Pandemi dönemiyle birlikte D vitamininin koronavirüs ile mücadelede önemi çokça gündeme geldi. Bu nedenle ailelerde 'çocuğumuza ekstradan vitamin takviyesi yapmalıyız' gibi bir algı oluştuğunu belirten ÇÜ Balcalı Hastanesi Çocuk Sağlığı ve Hastalıkları Anabilim Dalı Öğretim Üyesi Doç. Dr. Zeliha Haytoğlu, D vitaminin yalnızca eksikliği durumunda yerine konması gerektiğinin önemini anlattı. Doç. Dr. Haytoğlu, çocukların bağışıklığını korumak isteyen ailelere sağlıklı beslenme ve uyku düzenine dikkat ederek onları kaygıdan uzak tutmaları önerisinde bulundu.
'VİTAMİN TAKVİYESİNİ İLAÇ OLARAK KULLANMAYIN'
Son dönemde polikliniklere yüksek düzeyde D vitamini alan çocukların gelmeye başladığına dikkat çeken Doç. Dr. Zeliha Haytoğlu, "Çocuğunuza iyi bir şey yapalım derken onları bu vitamin toksisitesiyle karşı karşıya bırakabiliyorsunuz. D vitaminini fazla alan çocukta toksik doza ulaştığında vücutta kalsiyum birikmeye başlıyor. Bu kalsiyumun yüksek seyretmesi de çocukta ritim bozukluğuna kadar yol açabiliyor. Eğer çocuğunuzda bir vitamin eksikliği yok ise çocuğunuzun büyümesi, gelişmesi iyiyse, yaşıtlarıyla uyumluysa, iştahı yerinde olan bir çocuksa lütfen dışarıdan, koronadan korunmak amacıyla vitamin takviyesini ilaç olarak kullanmayın. Eğer bu konuda bir kaygınız varsa lütfen önce doktorunuzla görüşün. Doktor değerlendirmesinden sonra bir vitamin eksikliği varsa bunun yerine konulması hem çocuğun büyümesi hem bağışıklığının sağlanması açısından gereklidir" diye konuştu.

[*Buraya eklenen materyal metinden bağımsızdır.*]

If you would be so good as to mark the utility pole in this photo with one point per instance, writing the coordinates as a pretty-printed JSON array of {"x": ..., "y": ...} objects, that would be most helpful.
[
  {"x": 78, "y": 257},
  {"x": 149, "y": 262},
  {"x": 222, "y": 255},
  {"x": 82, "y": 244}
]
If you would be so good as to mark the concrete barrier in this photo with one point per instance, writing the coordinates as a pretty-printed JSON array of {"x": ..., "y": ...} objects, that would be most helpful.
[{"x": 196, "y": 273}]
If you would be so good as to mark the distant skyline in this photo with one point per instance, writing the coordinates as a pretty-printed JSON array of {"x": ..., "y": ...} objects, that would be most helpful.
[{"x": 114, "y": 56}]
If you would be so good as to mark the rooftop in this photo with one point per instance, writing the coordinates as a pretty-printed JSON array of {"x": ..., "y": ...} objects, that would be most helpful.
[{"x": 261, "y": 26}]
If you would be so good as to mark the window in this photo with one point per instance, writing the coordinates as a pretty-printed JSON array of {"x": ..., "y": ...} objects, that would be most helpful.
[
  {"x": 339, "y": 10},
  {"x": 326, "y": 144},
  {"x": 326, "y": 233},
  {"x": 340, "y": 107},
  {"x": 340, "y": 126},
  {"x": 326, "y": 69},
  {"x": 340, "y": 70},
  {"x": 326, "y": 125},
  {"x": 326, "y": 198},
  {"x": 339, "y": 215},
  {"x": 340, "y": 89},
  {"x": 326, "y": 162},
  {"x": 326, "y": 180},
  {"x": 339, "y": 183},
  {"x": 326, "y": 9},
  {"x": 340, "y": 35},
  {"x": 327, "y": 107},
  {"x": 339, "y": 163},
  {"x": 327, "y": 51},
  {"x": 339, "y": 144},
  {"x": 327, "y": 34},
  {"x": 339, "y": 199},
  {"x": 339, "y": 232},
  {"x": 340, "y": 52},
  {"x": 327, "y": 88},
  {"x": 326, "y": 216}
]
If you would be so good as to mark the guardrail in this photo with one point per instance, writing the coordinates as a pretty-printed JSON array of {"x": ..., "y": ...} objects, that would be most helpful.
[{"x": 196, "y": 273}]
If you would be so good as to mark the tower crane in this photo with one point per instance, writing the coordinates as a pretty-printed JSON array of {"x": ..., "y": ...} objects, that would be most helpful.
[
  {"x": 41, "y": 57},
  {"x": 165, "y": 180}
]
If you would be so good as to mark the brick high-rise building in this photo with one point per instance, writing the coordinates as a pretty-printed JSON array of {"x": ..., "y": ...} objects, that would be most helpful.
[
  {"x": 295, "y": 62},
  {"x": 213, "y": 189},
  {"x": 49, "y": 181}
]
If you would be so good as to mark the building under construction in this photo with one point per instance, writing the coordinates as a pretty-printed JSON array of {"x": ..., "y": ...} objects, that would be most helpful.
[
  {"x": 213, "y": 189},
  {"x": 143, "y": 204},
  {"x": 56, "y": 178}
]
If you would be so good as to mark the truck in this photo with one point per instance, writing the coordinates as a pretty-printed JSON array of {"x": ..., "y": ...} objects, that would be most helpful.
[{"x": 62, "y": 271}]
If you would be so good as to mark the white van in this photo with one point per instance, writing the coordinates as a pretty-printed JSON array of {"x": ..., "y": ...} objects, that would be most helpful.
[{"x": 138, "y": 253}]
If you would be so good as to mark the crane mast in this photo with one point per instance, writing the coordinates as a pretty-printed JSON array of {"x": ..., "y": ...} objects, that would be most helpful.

'SAĞLIKLI BESLENMELERİ ÖNEMLİ'
Çocuklarda vitamini eksikliğinin oluşmaması için sağlıklı beslenmeleri gerektiğini dile getiren Doç. Dr. Haytoğlu, "İçlerinde trans yağ bulunan maddeler, paketlenmiş basit şekerlerden oluşan şekerlemeli ya da tuz oranı yüksek olan atıştırmalıklar, hazır soslar, fast- food yiyecekler, enerji içecekleri veya içerisinde basit şeker ve kafein oranı yüksek olan içecekleri tükettirmeyeceğiz. Başta tabii ki vitamin ve antioksidan açısından zengin olan meyve ve sebzeler tercih edilmelidir. Mevsimine uygun olanları öneriyoruz. Uygun şartlar da kurutulmuş meyveler de kullanılabilir. Sebzeleri kullanırken de değişik renktekileri bir arada kullanarak salata ve ana öğün olarak sunabiliriz. Meyve- sebzeleri bol su ile temiz yıkayarak hazırlayacağız. Besin hazırladığımız yerin ve hazırlayan kişinin ellerinin temiz olmasına dikkat edeceğiz" ifadelerini kullandı.
'HAYVANSAL VE BİTKİSEL GIDALAR ALMALILAR'
Beslenmede vitamin ile birlikte protein ve lifli gıdaların da alınması gerektiğini söyleyen Haytoğlu, şu önerilerde bulundu:
"İkinci olarak da antikor yapımında kullanılan protein çok önemli. Proteinden uygun beslenmesi gereken çocuk bunları hayvansal ya da bitkisel gıdalardan alabilir. Bitkisel gıdalardan baklagiller önemli. Hem baklagiller lif açısından da zengin. Lifin önemi de bağırsaklarda bakteri, virüs geçişini azaltıyor. Dolayısıyla hem lif hem protein alınmalı. Tek başına bitkisel protein yeterli değil, beraberinde hayvansal protein de almalılar. Bunu et, süt, yumurta, balık olarak alabilirler. Omega- 9 açısından zengin olan zeytinyağı ile yemekler hazırlanabilir. Protein, vitamin, mineral alan çocuk tabii ki toksinlerin uzaklaştırılması açısından önemli olan bol miktarda su da almalıdır."
'HASTALIĞI ANLATIRKEN KAYGI YARATMAYIN'
Beslenmenin yanı sıra çocuklarda duygusal sağlamlığında önemli olduğunun altını çizen Doç. Dr. Zeliha Haytoğlu, şöyle konuştu:
"Bir de uykusuna özen göstereceğiz. Çünkü çocuklar gün boyu evdeler. Bu işin bir ucu kötü beslenen çocuk, diğer ucu kötü beslenip aşırı miktarda beslenen çocuk ki, çocukların bir kısmı kilo almaya başladı. Dolayısıyla çocuklarımız için ev içerisinde ailelerle beraber küçük fiziksel aktiviteler düzenlenebilir. Tabii bu bir hastalık ve ölümler de görülüyor. Çocuklarımıza bu hastalığın ciddiyeti ile ilgili bilgi verirken onlara kaygı yaratmamak gerekiyor. Çünkü fiziksel sağlık birlikte duygusal sağlamlık da önemli. Duygusal açıdan çöküntüde olan, kaygısı yüksek olan bir çocuğun da immünitesi bozulabilir. Çocuklarımıza doğru bilgiyi yaşına uygun bir şekilde anlatarak onlarda kaygıyı uyandırmadan bu hastalıktan korunma yöntemlerini anlatmalıyız."